Class A misdemeanors not listed above will have 1 year waiting periods instead of the old 2 year period.  And any other class B misdemeanor will have no waiting period.

This is of course always subject to change as it is a policy of the District Attorney’s Office of Harris County.  But as is, at the time of writing, this is a great change for those who might be unfortunate enough to be going through this process.  If you have specific questions, contact our attorneys regarding your case.

Protect Your Future on Misdemeanor Theft Cases

Every day in the courthouse I see young adults with no criminal record taking plea deals on misdemeanor theft cases. The problem is, they are not protecting their future. In my opinion, theft is the absolute worst type of misdemeanor you can have on your record. No one is ever going to want to hire someone who they think is a thief. For some reason, many people do not understand this, or are not given good advice.

Typically on theft cases in Harris County you will have 4 options. Option number 1 is a jury trial. Everyone has the right to fight their case and have a jury trial. Unfortunately, many of these cases are not easy to defend as the typical situation involves someone shoplifting on camera from a major retailer, and getting caught with the merchandise outside of the store. So in this type of situation many times it is best to try to reach a plea deal.
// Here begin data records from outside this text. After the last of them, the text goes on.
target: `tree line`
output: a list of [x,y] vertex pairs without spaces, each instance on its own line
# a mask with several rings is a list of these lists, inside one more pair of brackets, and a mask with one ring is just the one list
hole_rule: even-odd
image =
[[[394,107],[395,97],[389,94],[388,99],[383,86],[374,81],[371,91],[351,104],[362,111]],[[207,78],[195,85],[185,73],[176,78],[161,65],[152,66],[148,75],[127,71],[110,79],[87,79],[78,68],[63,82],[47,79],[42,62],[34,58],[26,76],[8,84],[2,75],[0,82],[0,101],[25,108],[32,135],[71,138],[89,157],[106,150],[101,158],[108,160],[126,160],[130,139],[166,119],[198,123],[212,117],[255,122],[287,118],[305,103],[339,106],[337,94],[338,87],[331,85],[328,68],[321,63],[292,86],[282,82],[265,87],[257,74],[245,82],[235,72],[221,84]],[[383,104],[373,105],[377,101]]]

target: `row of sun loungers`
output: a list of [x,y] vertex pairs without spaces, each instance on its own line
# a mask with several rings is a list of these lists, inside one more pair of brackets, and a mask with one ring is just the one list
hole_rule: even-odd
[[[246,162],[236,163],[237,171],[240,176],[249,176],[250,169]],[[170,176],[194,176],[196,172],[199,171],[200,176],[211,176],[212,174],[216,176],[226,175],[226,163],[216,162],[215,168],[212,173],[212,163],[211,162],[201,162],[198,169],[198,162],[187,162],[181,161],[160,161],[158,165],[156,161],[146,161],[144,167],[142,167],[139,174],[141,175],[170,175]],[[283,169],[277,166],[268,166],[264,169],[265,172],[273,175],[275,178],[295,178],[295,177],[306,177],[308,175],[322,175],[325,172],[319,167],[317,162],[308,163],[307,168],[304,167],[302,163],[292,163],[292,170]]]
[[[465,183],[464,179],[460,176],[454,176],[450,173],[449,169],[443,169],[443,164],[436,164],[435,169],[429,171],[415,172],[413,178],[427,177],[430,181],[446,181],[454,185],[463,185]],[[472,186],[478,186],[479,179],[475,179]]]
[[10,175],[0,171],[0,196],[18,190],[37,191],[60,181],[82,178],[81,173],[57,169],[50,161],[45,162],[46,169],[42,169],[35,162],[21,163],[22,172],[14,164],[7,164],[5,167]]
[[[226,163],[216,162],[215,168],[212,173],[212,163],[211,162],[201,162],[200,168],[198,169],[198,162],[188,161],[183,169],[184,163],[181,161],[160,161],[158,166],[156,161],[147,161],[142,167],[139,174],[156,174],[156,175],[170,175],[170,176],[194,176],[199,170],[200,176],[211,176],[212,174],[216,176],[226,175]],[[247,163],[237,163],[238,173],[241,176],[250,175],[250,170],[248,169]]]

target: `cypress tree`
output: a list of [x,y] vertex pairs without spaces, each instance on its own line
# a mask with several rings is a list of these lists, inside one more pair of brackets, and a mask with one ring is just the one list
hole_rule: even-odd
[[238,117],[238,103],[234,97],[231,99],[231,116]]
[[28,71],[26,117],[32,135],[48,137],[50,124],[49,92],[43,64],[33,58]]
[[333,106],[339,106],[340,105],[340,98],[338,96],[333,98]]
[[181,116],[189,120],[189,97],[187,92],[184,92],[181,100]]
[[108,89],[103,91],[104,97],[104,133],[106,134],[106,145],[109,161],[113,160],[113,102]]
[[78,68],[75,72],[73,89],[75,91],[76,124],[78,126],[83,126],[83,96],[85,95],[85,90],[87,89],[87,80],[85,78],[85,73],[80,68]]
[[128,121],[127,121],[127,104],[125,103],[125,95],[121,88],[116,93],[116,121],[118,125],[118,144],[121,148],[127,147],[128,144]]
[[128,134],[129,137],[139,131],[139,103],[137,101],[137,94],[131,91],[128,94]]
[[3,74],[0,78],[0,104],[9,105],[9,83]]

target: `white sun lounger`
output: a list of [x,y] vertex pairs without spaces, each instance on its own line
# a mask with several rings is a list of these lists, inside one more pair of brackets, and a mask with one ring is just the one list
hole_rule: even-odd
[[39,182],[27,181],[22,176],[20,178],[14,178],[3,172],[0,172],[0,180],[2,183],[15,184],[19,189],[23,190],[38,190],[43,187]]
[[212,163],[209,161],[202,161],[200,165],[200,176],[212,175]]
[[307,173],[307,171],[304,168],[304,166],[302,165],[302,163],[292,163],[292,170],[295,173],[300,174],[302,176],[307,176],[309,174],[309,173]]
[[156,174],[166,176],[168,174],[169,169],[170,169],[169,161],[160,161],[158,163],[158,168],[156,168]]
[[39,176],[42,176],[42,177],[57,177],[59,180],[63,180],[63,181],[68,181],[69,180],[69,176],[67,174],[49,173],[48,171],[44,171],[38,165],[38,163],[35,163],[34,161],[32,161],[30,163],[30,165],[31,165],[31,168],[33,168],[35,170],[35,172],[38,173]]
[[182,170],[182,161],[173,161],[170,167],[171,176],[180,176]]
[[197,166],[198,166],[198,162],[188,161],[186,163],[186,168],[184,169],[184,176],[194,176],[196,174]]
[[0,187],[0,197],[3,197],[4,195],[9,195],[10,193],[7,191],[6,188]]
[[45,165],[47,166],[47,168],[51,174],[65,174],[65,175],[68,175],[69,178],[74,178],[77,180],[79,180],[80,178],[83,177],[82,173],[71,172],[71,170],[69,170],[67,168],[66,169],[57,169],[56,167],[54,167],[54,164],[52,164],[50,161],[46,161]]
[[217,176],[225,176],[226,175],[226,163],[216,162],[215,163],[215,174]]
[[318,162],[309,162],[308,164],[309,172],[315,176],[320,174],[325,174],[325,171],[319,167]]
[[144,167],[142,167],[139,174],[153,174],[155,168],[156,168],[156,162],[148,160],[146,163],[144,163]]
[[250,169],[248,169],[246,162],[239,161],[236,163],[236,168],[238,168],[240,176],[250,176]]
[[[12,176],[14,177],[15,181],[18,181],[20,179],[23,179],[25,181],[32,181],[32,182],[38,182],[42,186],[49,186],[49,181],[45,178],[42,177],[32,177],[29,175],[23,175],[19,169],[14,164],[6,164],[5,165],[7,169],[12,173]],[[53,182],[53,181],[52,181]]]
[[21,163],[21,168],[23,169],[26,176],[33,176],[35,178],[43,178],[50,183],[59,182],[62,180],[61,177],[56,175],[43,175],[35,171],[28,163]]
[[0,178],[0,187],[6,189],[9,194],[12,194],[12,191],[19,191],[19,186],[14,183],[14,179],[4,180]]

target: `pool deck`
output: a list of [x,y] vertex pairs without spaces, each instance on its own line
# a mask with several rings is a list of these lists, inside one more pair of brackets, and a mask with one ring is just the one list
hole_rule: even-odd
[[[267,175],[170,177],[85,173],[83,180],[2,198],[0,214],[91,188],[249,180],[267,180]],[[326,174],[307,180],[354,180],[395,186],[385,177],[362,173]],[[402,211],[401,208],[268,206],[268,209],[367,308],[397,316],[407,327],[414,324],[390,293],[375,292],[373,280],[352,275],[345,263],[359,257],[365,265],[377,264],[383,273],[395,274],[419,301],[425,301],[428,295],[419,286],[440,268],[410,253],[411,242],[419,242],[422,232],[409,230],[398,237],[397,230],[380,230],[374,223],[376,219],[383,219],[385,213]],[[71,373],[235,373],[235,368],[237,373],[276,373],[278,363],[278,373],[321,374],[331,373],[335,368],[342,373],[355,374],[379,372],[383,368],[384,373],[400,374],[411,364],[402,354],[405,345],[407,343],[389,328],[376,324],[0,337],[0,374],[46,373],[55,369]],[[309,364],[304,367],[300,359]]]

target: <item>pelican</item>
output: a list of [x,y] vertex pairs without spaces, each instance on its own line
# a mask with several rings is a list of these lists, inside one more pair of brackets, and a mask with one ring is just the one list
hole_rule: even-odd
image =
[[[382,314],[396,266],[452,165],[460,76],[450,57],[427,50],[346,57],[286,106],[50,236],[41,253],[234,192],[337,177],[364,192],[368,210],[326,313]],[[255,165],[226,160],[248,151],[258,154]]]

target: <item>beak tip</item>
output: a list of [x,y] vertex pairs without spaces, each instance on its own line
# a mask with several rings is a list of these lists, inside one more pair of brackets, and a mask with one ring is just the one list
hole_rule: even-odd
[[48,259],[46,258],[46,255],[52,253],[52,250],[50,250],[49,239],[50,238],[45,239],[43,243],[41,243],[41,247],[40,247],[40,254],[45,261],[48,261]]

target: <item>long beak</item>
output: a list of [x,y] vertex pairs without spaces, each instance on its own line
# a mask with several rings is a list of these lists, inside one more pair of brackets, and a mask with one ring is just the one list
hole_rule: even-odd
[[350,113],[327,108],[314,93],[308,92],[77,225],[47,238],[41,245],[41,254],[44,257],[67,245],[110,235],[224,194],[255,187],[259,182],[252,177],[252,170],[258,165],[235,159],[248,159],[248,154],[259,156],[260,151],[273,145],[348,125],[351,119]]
The next option is the best option and that is a Pre-Trial Diversion. A Pre-Trial Diversion is a 6 month program in Harris County where your court date is reset for 6 months. During that time (while your case is still pending), you complete what is essentially conditions similar to a probation. Requirements usually include the completion of an anti-theft class, community service, random drug tests, a fine, monthly meetings. At the completion of the program, if the individual successfully completes it, the case is dismissed. This is a true dismissal that is eventually eligible for expunction, which is a destruction of the records.

If for some reason you are not accepted into the pre-trial diversion program, deferred adjudication is the next best option. This can be anywhere from 6-12 months depending on the court and prosecutor. The difference with deferred is you actually plead guilty, and the case ends. You then start probation, which has similar conditions as above. If you finish deferred adjudication successfully you will avoid a conviction on your record. The problem with deferred adjudication is that your arrest record is still visible. If someone pulls a background check on you, and they see you were on deferred adjudication they are going to know that you pled guilty. The only reason you avoided a conviction was because of probation. Jobs, apartments, schools, etc will still hold that against you. To remedy this you can partially seal your record through a petition for non-disclosure (which you can read about in my past blogs), but this only partially seals your record.

The worst option of the bunch is sitting it out in jail or simply paying a fine. Both of those require guilty pleas, and are lifetime convictions that you can NEVER take off of your record. So you will basically be having to explain this every single time you apply for a job for the rest of your life (if you even get an interview). Too many people take this option because it’s the easy way out. They are told, “pay $300 and it’s over with, no probation”. But it is horrible for you! Protect your future!